Tactile Estimation of Extrinsic Contact Patch for Stable Placement

TL;DR

This work tackles stable object placement under partial support by learning to interpret extrinsic contact from tactile sensing. It introduces a four-component pipeline: estimating a probabilistic extrinsic contact patch from co-located tactile and force data, assessing stability via a convex-hull test on high-probability contact regions, aggregating information across multiple interactions through a Bayesian-like update, and selecting actions to drive the object toward a more stable configuration. Empirical results on Bandu pieces show that fusing tactile and force signals improves contact-patch estimation, and that information aggregation yields high stability accuracy (around $90\%$) and meaningful stacking success, even with unknown environments.

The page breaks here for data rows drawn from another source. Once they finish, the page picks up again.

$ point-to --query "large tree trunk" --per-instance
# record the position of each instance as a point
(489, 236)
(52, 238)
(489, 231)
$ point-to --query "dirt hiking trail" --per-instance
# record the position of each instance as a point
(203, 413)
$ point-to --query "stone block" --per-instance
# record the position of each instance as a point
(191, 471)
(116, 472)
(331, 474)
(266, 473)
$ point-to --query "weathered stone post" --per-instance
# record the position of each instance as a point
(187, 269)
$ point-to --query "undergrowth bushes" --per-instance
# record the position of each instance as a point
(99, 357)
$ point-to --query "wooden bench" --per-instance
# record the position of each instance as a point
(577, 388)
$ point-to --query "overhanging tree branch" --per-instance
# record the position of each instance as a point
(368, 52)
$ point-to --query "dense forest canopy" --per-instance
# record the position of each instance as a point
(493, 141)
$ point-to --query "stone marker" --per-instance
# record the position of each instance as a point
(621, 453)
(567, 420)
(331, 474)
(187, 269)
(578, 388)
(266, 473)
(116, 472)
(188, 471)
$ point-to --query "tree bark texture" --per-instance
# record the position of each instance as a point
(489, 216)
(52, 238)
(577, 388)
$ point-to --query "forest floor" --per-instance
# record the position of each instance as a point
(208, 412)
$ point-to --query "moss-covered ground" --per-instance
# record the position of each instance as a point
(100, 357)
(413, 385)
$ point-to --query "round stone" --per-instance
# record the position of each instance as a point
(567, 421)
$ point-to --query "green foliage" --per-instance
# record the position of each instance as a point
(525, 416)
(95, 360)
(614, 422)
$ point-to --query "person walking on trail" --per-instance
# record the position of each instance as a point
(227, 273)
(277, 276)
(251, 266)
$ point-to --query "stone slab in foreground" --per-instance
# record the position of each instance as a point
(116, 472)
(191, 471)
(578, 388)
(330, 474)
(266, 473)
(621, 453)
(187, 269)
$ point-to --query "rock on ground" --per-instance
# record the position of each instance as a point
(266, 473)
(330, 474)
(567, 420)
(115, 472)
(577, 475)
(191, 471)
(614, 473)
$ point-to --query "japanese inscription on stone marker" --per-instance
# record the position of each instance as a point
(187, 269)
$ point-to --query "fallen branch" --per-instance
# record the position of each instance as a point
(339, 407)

These findings enable robust, tactile-driven stacking of highly irregular objects in uncertain settings, with future work extending to more diverse geometries and relaxing prior geometric knowledge.

Abstract

Precise perception of contact interactions is essential for fine-grained manipulation skills for robots. In this paper, we present the design of feedback skills for robots that must learn to stack complex-shaped objects on top of each other (see Fig.1). To design such a system, a robot should be able to reason about the stability of placement from very gentle contact interactions. Our results demonstrate that it is possible to infer the stability of object placement based on tactile readings during contact formation between the object and its environment. In particular, we estimate the contact patch between a grasped object and its environment using force and tactile observations to estimate the stability of the object during a contact formation. The contact patch could be used to estimate the stability of the object upon release of the grasp. The proposed method is demonstrated in various pairs of objects that are used in a very popular board game.

Figures (7)

• Figure 1: Estimating extrinsic contact from tactile sensing: This work studies how extrinsic contact (indirect contact between a manipulated object and an environment) can be estimated in the context of stable placement of an object in the environment with partial support. The figure above shows an object stacking scenario using two lightweight wooden game pieces (from the popular Bandu puzzle). (Left) The contact area between the two objects being stacked is critical to the success of the stack. Vision-based tactile sensors mounted on the end effector and force-torque sensor provide us with a composite signal that includes both intrinsic (direct) and (partially observable) extrinsic contacts. Our key innovation is to propose a learning-based method to estimate the extrinsic contact patch using only the composite tactile signal and the knowledge of the force applied by the end effector. (Right) This enables the robot to stack a highly irregularly shaped object on top of a very unstable tower.
• Figure 2: Pipeline: Our method comprises four components. First, a robot probes the environment to establish contact between the grasped object and the target object upon which it must be stacked. During this probing phase, we acquire a sequence of force/torque measurements and tactile images. We then estimate the extrinsic contact patch and, in turn, the potential stability of the resultant configuration. Subsequently, we aggregate the information from multiple interactions to update the belief map of the contact state. We pick the action that maximizes the contact patch between the objects.
• Figure 3: Definition of the probabilistic contact patch. (Left) The displacement $(x, y)$ is added from the origin of the bottom object $O$ during data collection. This displacement and known contact surfaces of the two objects give the ground-truth contact surface $S$. (Right) The discretized contact patch $\hat{S}$ consists of a set of probabilities $p(s_j)$ that represents whether a specific position $s_j$ of the contact surface of the grasped object is in contact or not.
• Figure 4: The 3D printed board and Bandu pieces used in our experiments. (a) We use the 3D printed board for training data collection. The board includes small and large circles with diameters of $15$ and $25$ mm and one square whose length is $15$ mm. (b) The first two pieces on the left serve as the bottom objects (or the environment), while the subsequent three on the right are designated as the grasped (top) objects. These pieces have been assigned the following names: Short, Long, Mushroom, Barrel, and Pot from left to right.
• Figure 5: Distribution of contact patches: (a) Training data distribution with Pot as the grasped object and three different 3D printed shapes as the bottom objects (see Fig. \ref{['fig:bandu_piece']}). Each row shows the data obtained from different primitive shapes and each column shows the distribution of different data types: tactile displacements on the $XY$ axes (only shows the maximum absolute values from all 63 tracking markers), moments on the $XY$ axes and force $F_z$. The horizontal and vertical axes show the displacements randomly added during data collection (see Fig. \ref{['fig:definition']}), and the black circle or rectangle in each graph shows the contour of the bottom object. (b) Example contact patch sampled from the star points ($\bigstar$) in the left distributions. Although these contact patches are very different, the tactile signals look quite similar as seen in the data around the star point, showing the difficulty of the task; i.e., similar tactile signals can lead to very different contact patches.